The headset bearings of my 2015 Roubaix SL4 8r need replacing. Unfortunately, there are no specifications on the bearings themselves. Does anyone happen to know what exactly I need? I could measure the inner and outer diameter of course, but the angle is a bit of a problem and it's crucial as it has to fit the cone section of the fork's steerer.

The Specs list only says: 1 1/8" upper and 1 3/8" lower.

Link to bike on the Specialized website: Specialized Bicycle Components

Thanks!


----------



## TricrossRich (Mar 26, 2014)

Midgetman said:


> Hi,
> 
> The headset bearings of my 2015 Roubaix SL4 8r need replacing. Unfortunately, there are no specifications on the bearings themselves. Does anyone happen to know what exactly I need? I could measure the inner and outer diameter of course, but the angle is a bit of a problem and it's crucial as it has to fit the cone section of the fork's steerer.
> 
> ...


how did a 2015 head set go bad already?


----------



## Midgetman (May 4, 2010)

I got the Bike last August and rode it throughout winter. The bike has 4,000km on it now, so headset wear is not impressive but OK considering the adverse conditions in winter (salt, grime, etc.).

The only thing that really bothers me is that the bicycle industry loves to use ultra specific bearings that you can only get from the bike manufacturer - for about trice the price a standard sized bearing would cost in retail at a professional hardware store.

Hope hubs are great in this regard BTW...


----------



## TricrossRich (Mar 26, 2014)

Midgetman said:


> I got the Bike last August and rode it throughout winter. The bike has 4,000km on it now, so headset wear is not impressive but OK considering the adverse conditions in winter (salt, grime, etc.).
> 
> The only thing that really bothers me is that the bicycle industry loves to use ultra specific bearings that you can only get from the bike manufacturer - for about trice the price a standard sized bearing would cost in retail at a professional hardware store.
> 
> Hope hubs are great in this regard BTW...

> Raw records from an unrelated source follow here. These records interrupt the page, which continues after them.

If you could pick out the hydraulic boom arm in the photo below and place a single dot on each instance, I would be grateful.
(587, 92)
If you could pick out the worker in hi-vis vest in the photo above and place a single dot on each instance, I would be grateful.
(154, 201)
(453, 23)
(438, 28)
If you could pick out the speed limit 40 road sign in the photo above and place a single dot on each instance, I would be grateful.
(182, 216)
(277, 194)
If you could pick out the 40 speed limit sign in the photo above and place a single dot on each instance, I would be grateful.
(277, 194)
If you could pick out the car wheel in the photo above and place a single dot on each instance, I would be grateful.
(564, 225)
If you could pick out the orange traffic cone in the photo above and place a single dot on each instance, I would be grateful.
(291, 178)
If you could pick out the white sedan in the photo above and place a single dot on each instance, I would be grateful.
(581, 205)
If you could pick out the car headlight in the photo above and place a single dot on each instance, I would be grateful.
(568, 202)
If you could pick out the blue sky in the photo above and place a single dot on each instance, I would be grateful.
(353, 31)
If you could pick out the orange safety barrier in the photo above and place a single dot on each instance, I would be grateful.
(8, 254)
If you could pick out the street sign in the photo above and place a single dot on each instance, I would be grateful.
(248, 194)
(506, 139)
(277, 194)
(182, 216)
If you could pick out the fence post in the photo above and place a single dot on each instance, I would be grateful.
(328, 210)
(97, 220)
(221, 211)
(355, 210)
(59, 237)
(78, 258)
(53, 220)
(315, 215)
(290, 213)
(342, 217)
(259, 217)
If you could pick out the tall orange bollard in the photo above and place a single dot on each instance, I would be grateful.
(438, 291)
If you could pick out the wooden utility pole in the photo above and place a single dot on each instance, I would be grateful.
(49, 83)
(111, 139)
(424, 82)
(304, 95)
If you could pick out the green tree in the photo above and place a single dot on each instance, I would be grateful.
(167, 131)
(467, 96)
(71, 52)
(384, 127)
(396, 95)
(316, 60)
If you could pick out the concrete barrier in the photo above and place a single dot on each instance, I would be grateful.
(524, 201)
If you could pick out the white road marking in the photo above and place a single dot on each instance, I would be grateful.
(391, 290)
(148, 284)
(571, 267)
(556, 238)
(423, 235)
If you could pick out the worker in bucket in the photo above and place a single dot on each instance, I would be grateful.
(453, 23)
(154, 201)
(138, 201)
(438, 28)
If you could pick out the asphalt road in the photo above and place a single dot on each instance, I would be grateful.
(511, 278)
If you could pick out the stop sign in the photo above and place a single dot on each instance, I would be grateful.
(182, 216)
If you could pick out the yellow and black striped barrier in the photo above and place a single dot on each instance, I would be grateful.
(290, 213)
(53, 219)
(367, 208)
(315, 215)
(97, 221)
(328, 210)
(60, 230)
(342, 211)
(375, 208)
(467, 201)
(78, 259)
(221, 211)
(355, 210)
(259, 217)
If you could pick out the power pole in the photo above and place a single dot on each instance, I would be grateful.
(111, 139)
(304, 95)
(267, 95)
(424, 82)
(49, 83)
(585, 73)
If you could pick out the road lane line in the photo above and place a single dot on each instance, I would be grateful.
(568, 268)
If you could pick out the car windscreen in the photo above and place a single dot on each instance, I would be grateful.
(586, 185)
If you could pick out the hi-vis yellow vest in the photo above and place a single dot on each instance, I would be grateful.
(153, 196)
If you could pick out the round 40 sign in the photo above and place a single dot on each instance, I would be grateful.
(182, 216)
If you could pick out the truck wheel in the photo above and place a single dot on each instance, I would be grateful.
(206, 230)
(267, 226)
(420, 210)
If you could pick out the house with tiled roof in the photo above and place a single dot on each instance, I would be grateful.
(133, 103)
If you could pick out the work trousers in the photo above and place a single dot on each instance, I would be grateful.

Ahhh... OK. I was figuring that you just used it a whole LOT over the winter, but wanted to make sure that it wasn't something else. Unfortunately, I have no answer for you. I'd defer to my local shop for this one if it were me.


----------



## Midgetman (May 4, 2010)

I will - they have the bearings in stock and I'll pick them up tomorrow


----------



## juanma (Aug 18, 2016)

Midgetman said:


> I will - they have the bearings in stock and I'll pick them up tomorrow


bump! in case anybody knows this, I'm looking for the exact same thing with the exact same issue.


----------



## 11spd (Sep 3, 2015)

Did you remove the bearings to evaluate them? If you have headset lash, it isn't necessarily the bearings. Previous model Roubaix had a tolerance issue with the dust cover that kept the headset from being tightened down without a very thin shim under the dust cover to take all the lash out. 

Without the shim, even with proper headset bolt tension, depending if you have a tolerance issue associated with the stack height of your dust cover....there could be an illusion of bad bearings with your SL4. So would be helpful if you identify if the bearings feel 'crunchy' versus if you can't get all the lash out of the headset by tightening the top screw which maybe related to your dust cover.


----------



## Midgetman (May 4, 2010)

In my case the bearings were the culprit - exchanged them for bearings from an S-Works frameset and had peace of mind ever since.

Sorry, I don't have any further specifications, just took the old bearings to the LBS and got the new ones. I only remember that I checked the dimensions and did not find anything in the local bearing reseller's (yes, we have something like that) webshop that might have fitted.


----------



## 11spd (Sep 3, 2015)

Good to hear you got it resolved Midgetman. Yeah...common practice for companies like Specialized to spec proprietary bearings so you have to purchase their replacement parts like bearings...mo' money.


----------



## milanv (Apr 4, 2021)

Many years lately, but for another people searching.
*46.8mm 1-1/4 Lower Headset Bearing*
Season : 2015

Brand : Generic

Code : MR168
Replacement Specialized model year 2013 Roubaix SL4 lower headset bearing 1-1/4
Fits Giant Overdrive road Lower (not overdrive 2)

ALSO KNOWN AS: MR168, MR082, TH-970, 160-6738
Specialized part number S130600001

Inner x Outer x Depth (mm):34 x 46.8 x 7
Inch Dia:1 - 1 / 4”
Angle / Chamfer (Deg): 45 / 45


----------